Accéder à la propriété est un enjeu majeur pour une grande majorité des Français. Autre enjeu majeur, la question de la scolarité et de la qualité des établissements scolaires. Marco Oberti, chercheur à Sciences Po et Quentin Ramond, chercheur à l’institut d’études urbaines et territoriales de l’Université catholique du Chili, ont analysé la relation entre ces deux enjeux pour les habitants de la métropole parisienne (Paris et la petite couronne). « Nous analysons la relation entre l’accession à la propriété et deux dimensions des inégalités scolaires : la distribution des ménages entre les secteurs scolaires et l’offre de collège public et privé de proximité permettant d’activer les stratégies d’évitement » expliquent les deux chercheurs lors du séminaire « Qui peut encore acheter un logement proche d’un bon collège ? Accès à la propriété et sectorisation scolaire dans la métropole parisienne » organisé par l’axe Politiques éducatives du LIEPP.

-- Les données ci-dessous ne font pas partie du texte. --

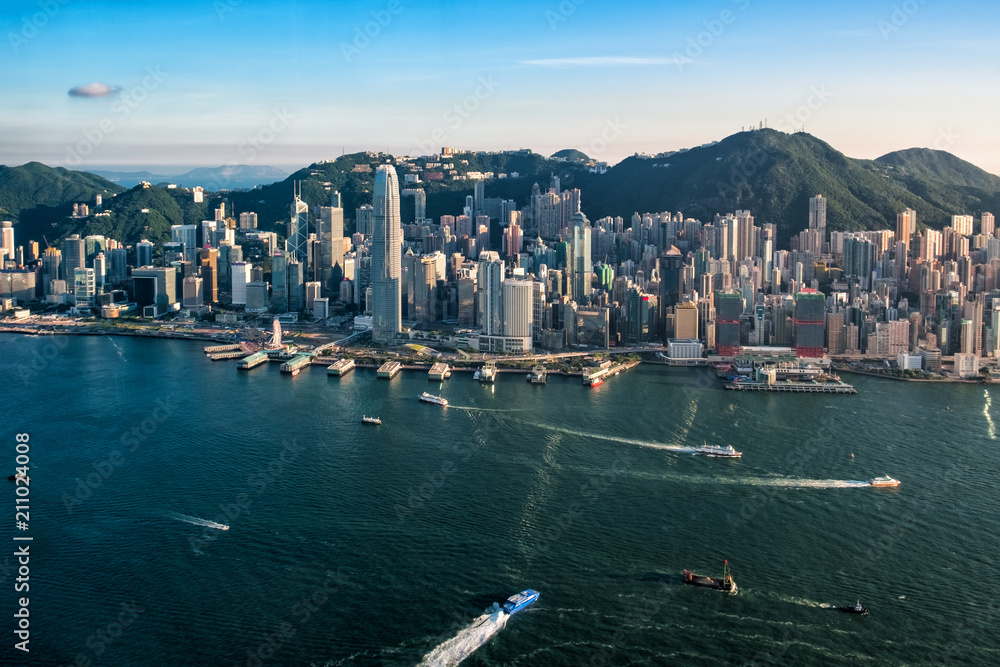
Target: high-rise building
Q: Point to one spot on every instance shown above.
(906, 226)
(581, 265)
(298, 227)
(7, 239)
(364, 220)
(248, 220)
(817, 212)
(810, 324)
(962, 224)
(728, 310)
(84, 287)
(686, 320)
(208, 228)
(74, 256)
(240, 272)
(386, 269)
(144, 253)
(986, 224)
(330, 230)
(209, 262)
(490, 276)
(518, 312)
(193, 295)
(188, 235)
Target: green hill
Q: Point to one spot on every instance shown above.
(571, 154)
(35, 195)
(771, 173)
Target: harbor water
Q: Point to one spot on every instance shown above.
(353, 544)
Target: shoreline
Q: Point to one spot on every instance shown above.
(58, 329)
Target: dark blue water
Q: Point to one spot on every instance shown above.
(359, 545)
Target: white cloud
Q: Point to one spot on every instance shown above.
(95, 89)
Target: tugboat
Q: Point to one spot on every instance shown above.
(516, 603)
(856, 609)
(725, 584)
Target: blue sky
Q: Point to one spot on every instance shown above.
(236, 81)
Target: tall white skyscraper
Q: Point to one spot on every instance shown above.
(7, 239)
(962, 224)
(817, 213)
(581, 266)
(986, 224)
(387, 238)
(188, 235)
(490, 277)
(240, 279)
(298, 228)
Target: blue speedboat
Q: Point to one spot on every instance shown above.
(516, 603)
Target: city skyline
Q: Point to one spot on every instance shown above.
(101, 85)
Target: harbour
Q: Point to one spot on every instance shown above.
(515, 476)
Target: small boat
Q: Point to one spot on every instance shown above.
(431, 398)
(714, 450)
(537, 375)
(856, 609)
(516, 603)
(725, 584)
(488, 373)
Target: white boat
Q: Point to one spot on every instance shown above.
(714, 450)
(431, 398)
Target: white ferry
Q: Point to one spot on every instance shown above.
(431, 398)
(714, 450)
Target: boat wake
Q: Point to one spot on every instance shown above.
(117, 349)
(462, 645)
(680, 449)
(195, 521)
(989, 419)
(806, 483)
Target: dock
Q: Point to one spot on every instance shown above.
(538, 375)
(296, 364)
(340, 367)
(253, 361)
(213, 349)
(233, 354)
(389, 369)
(795, 387)
(439, 371)
(595, 376)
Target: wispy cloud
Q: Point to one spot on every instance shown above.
(95, 89)
(597, 61)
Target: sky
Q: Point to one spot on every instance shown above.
(174, 85)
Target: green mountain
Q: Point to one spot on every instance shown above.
(35, 195)
(774, 174)
(770, 173)
(941, 179)
(140, 213)
(571, 154)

Évitement et sectorisation
Marco Oberti et Quentin Ramond ont tenté d’analyser la relation entre l’accession à la propriété et la « qualité » de l’offre scolaire en mettant en exergue son évolution au cours du temps. Une recherche qui combine un travail en sociologie urbaine et en sociologie de l’éducation. Les chercheurs souhaitaient mettre en évidence l’inégale répartition des accédants à la propriété entre les secteurs scolaires selon la catégorie sociale et l’offre scolaire attractive de proximité – secteur public et privé dans un rayon de trois kilomètres – à laquelle ils ont accès. Cette étude a comme terrain d’exploration la métropole parisienne où les prix de l’immobilier ont fortement augmenté lors des vingt dernières années, entraînant d’importantes inégalités d’accès à la propriété.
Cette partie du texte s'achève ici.